Inland cutters are some of the Coast Guard’s most versatile boats, and the oldest — on average now more than 53 years.
A new class of Waterways Commerce Cutter is next in the Coast Guard’s recapitalization effort, and the WCC team came to the International WorkBoat Show in New Orleans Friday to brief the shipbuilding and design industry.
“We’re looking for what’s state-of-the-market,” said Aileen Sedmak, manager of the WCC program, now in partnership with the Navy’s Naval Sea Systems Command to analyze needs and design requirements.
“Our internal Coast Guard design team is working on an indicative design,” and seeking help from the Corps of Engineers design center as well, Sedmak explained to a standing-room crowd at the presentation. “What does ‘early’ mean? Early means we have not fleshed everything out yet.”
The inland fleet includes the Coast Guard’s oldest vessel, the 100’ tender Smilax, a World War II-built cutter homeported at Fort Macon, N.C., and all of the vessels face issues of obsolescence and sustainability. The goal is to have the first new waterway cutter complete sea trials and be operational in 2024, and have the new fleet operational in 2030.

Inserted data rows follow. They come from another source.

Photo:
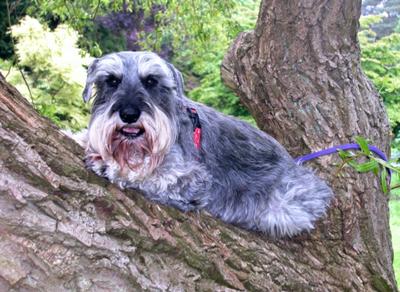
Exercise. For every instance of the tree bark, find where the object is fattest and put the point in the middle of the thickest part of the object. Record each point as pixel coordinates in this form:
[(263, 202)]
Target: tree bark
[(299, 74), (64, 229)]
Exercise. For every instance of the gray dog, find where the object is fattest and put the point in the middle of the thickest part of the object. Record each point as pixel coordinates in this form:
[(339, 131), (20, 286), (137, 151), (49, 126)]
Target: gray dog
[(145, 134)]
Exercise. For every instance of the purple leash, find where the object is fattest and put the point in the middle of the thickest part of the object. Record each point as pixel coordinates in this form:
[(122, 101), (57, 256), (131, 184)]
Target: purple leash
[(344, 147)]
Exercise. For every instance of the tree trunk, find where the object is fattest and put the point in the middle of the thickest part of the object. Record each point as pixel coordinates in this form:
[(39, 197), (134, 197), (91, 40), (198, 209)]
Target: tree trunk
[(299, 74), (63, 228)]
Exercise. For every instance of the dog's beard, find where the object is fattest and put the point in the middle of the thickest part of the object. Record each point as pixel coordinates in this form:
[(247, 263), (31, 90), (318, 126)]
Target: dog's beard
[(136, 148)]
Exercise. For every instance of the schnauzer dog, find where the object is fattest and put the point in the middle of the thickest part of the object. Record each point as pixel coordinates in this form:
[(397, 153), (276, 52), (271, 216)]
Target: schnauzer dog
[(145, 134)]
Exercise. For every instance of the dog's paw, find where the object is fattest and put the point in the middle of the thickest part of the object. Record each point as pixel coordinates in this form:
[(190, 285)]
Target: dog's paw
[(95, 163)]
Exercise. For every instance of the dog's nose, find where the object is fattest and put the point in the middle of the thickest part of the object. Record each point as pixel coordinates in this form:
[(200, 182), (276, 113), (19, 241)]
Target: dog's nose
[(129, 115)]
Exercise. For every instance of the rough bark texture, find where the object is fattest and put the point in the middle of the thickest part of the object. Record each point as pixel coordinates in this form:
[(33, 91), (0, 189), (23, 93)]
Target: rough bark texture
[(62, 228), (299, 74)]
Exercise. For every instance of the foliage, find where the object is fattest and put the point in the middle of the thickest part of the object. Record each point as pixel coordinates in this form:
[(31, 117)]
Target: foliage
[(380, 61), (197, 46), (9, 15), (54, 66), (201, 54), (365, 160)]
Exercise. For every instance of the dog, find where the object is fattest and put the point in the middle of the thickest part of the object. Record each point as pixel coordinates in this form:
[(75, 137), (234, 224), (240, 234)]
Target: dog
[(145, 134)]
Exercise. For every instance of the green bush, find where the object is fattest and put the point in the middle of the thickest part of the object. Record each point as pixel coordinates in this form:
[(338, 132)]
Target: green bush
[(54, 67), (380, 60)]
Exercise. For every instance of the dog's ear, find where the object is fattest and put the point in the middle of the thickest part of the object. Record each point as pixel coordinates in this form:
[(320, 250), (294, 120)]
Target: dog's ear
[(178, 79), (87, 91)]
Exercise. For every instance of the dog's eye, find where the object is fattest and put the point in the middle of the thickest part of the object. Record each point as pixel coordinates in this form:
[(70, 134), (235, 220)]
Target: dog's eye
[(150, 81), (113, 81)]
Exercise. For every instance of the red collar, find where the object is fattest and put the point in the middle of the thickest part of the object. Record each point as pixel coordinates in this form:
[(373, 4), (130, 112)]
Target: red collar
[(194, 117)]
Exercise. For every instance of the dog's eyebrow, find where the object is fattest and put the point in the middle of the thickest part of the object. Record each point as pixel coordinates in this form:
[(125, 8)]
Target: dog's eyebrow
[(111, 65)]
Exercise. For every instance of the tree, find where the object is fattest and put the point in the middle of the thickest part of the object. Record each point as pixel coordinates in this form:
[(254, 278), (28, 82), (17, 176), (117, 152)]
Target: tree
[(63, 228), (299, 74)]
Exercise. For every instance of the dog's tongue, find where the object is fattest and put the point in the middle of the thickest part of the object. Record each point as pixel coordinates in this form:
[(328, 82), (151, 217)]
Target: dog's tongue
[(130, 130)]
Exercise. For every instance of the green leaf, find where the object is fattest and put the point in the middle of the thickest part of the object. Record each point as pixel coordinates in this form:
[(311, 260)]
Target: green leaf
[(344, 154), (363, 145), (367, 166), (384, 181)]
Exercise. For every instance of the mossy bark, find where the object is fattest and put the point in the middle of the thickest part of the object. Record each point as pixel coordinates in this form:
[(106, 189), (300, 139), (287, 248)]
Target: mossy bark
[(299, 74), (64, 229)]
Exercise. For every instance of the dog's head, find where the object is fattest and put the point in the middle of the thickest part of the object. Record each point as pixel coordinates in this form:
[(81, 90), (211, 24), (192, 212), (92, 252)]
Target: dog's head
[(134, 108)]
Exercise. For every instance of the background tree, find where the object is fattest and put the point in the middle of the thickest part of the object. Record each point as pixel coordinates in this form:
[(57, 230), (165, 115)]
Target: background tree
[(63, 228)]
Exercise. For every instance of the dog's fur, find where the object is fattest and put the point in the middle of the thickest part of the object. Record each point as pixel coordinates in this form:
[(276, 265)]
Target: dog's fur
[(240, 175)]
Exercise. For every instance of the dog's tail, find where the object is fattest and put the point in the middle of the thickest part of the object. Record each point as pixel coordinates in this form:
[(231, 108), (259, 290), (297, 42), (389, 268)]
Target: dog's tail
[(295, 205)]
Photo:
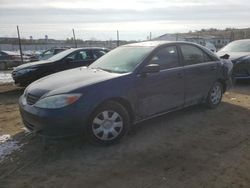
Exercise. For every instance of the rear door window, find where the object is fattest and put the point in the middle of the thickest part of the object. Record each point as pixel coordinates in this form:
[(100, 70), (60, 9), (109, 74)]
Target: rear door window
[(166, 57), (98, 53), (193, 55)]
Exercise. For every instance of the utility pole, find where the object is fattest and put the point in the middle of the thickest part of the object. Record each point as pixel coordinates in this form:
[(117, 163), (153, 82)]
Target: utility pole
[(117, 35), (74, 38), (19, 41)]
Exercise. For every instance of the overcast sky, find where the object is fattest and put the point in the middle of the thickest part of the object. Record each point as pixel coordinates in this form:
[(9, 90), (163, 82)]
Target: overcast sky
[(133, 18)]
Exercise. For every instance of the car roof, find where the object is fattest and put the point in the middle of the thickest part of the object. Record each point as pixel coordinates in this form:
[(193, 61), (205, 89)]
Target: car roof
[(9, 52), (157, 43)]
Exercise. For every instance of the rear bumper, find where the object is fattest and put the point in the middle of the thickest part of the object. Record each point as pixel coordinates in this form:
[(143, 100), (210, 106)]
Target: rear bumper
[(54, 123)]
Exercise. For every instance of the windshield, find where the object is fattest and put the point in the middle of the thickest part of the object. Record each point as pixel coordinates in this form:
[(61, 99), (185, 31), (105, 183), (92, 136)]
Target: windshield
[(122, 60), (237, 46), (61, 55)]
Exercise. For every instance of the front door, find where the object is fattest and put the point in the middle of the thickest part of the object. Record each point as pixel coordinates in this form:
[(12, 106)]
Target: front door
[(162, 91)]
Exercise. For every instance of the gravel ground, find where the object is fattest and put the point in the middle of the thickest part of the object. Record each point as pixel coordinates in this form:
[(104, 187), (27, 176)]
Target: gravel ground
[(190, 148)]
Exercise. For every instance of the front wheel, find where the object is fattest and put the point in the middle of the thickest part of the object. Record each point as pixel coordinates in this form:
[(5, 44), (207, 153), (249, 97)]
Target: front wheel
[(215, 95), (108, 124)]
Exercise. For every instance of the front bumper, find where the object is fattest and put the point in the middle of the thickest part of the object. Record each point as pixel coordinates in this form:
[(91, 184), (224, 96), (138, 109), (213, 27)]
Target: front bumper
[(241, 71), (54, 123)]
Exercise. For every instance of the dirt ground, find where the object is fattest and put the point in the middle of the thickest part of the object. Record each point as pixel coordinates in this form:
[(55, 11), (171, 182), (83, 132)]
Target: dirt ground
[(191, 148)]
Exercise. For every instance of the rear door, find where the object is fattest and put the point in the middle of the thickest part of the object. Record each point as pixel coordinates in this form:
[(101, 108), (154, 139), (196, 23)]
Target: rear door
[(200, 72), (162, 91)]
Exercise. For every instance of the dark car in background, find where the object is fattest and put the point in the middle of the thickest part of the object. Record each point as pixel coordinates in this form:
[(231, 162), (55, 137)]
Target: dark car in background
[(239, 54), (68, 59), (12, 56), (127, 85), (51, 52)]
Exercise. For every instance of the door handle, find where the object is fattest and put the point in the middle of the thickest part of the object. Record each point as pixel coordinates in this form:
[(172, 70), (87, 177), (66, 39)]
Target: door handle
[(180, 75), (213, 67)]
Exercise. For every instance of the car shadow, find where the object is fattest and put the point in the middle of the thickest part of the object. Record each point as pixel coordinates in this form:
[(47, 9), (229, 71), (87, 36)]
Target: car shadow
[(242, 87), (37, 153)]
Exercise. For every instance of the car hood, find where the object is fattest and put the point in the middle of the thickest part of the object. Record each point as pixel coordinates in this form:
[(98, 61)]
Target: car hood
[(68, 81), (33, 65), (233, 55)]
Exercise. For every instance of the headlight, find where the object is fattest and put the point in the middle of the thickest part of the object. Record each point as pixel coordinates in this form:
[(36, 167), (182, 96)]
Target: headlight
[(57, 101), (24, 71)]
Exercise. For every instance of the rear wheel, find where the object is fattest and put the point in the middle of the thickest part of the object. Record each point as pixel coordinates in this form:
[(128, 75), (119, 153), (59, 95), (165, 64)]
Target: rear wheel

The challenge is to come up with a concept that will replace a fleet of 35 vessels that accomplish three main missions, across the lower 48 states and Alaska, including inland construction tenders, river buoy tenders and inland buoy tenders.
“It’s our biggest hurdle. Can we combine the missions in one or two (designs)?” said Sedmak.
In walking around the show, Sedmak noted, she had heard that industry people are coming up with questions about the WCC needs. The Coast Guard already has a request for information (RFI) out to solicit ideas, and some in the briefing audience had more.
The RFI calls for 150 tons deck cargo capacity, and Stephen Berthold, vice president of sales with Eastern Shipbuilding Group, Panama City, Fla., asked if the preliminary draft dimensions were open to change. The Coast Guard officials replied they are wide open to suggestions.
“If you think what we are putting out is physically impossible … we want to hear that,” said Sedmak. “We’re at a point where we’re still trying to figure it all out.”
That goes for deck equipment too, said Lt. Cmdr. John M. Singletary. “Please respond to the RFI because we’re using the same cranes and drivers as since 1961,” he said.
“Everyone says this is just a workboat … here we are trying to get a vessel for three different missions across the nation up into Alaska,” said Sedmak. “Think of it as a system of systems. It is not an easy problem.”
While the WCC program is still analyzing options, the team says it has some broad requirements already:
- Designs must fulfill the three inland aids to navigation missions.
- Potential solutions that can perform the mission more efficiently using different methods from the current fleet will be considered.
- A goal should be to maximize commonality and standardization.
- Designs should minimize needs for drydocking, preventative maintenance, and relying on shipyards and other external maintenance providers.